The same output as with the prometheus endpoint.

Environment

narqo commented 1 week ago

To help debugging it, could you also share the actual curl command (with the post payload) that you used. The error message notes the start is empty. But it's not clear if that's because its value was scrambled by something in-between, or it was indeed missing.

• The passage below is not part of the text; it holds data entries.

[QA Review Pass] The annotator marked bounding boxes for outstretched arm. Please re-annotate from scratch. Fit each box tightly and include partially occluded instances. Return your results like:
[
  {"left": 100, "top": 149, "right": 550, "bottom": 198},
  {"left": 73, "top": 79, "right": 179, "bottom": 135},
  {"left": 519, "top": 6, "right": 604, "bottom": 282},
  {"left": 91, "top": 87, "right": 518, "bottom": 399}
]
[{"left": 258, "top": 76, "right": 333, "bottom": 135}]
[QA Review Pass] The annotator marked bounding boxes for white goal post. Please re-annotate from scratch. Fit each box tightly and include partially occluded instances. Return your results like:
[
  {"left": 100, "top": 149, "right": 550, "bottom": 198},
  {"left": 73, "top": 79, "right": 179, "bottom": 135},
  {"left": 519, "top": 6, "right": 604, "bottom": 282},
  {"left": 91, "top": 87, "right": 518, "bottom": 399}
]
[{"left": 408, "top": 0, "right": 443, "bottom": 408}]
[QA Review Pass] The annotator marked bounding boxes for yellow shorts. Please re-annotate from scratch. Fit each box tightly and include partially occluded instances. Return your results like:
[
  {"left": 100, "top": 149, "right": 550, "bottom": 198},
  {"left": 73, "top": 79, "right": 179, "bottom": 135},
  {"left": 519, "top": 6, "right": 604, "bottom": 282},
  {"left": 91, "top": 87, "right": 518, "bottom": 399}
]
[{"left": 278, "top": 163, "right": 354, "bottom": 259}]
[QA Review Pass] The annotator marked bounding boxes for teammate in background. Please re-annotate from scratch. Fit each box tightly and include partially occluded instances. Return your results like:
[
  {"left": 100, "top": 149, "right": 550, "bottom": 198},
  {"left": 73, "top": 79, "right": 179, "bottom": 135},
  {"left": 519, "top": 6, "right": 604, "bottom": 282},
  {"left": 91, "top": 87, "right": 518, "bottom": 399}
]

cyberox commented 1 week ago

Here is the curl command I used:

curl -v -X POST -s https://mimir.dev.organization.local/prometheus/api/v1/query_range \
--header 'X-Scope-OrgID: organization-dev' \
--header 'Authorization: Basic dXNlcm5hbWU6cGFzc3dvcmQ' \
-F 'query=sum(container_memory_working_set_bytes{namespace="default"}) by (pod, container, namespace)' \
-F 'end="2024-08-29T12:11:16.000Z"' \
-F 'start="2024-08-29T11:11:16.000Z"' \
-F 'step=60'
narqo commented 1 week ago

Thank you for providing the command. I think the issue is that this curl command sends request with Content-Type: multipart/form-data, because of the -F flags. Prometheus doesn't officially support that, neither does Mimir. The API expects application/x-www-form-urlencoded (ref to Prometheus docs).

The request validation in Mimir should probably do a better job and report the bad request's content-type in this case.

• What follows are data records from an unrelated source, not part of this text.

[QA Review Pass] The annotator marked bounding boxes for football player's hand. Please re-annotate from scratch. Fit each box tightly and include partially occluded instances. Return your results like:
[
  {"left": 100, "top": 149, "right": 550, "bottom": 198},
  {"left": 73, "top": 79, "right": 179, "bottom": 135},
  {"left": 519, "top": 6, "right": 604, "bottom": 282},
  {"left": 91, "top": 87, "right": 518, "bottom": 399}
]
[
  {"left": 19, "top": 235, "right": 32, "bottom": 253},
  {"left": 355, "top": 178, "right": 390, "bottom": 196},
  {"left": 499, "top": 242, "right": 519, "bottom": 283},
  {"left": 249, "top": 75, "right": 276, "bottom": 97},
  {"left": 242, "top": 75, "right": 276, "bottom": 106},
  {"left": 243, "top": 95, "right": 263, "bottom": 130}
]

Meanwhile, try using curl's -d or --data-urlencode instead. For example,

curl -v -s https://mimir.dev.organization.local/prometheus/api/v1/query_range \
  -d 'start=2024-08-29T11:11:16.000Z' ...
cyberox commented 1 week ago

Indeed, using data-urlencode the response is correct.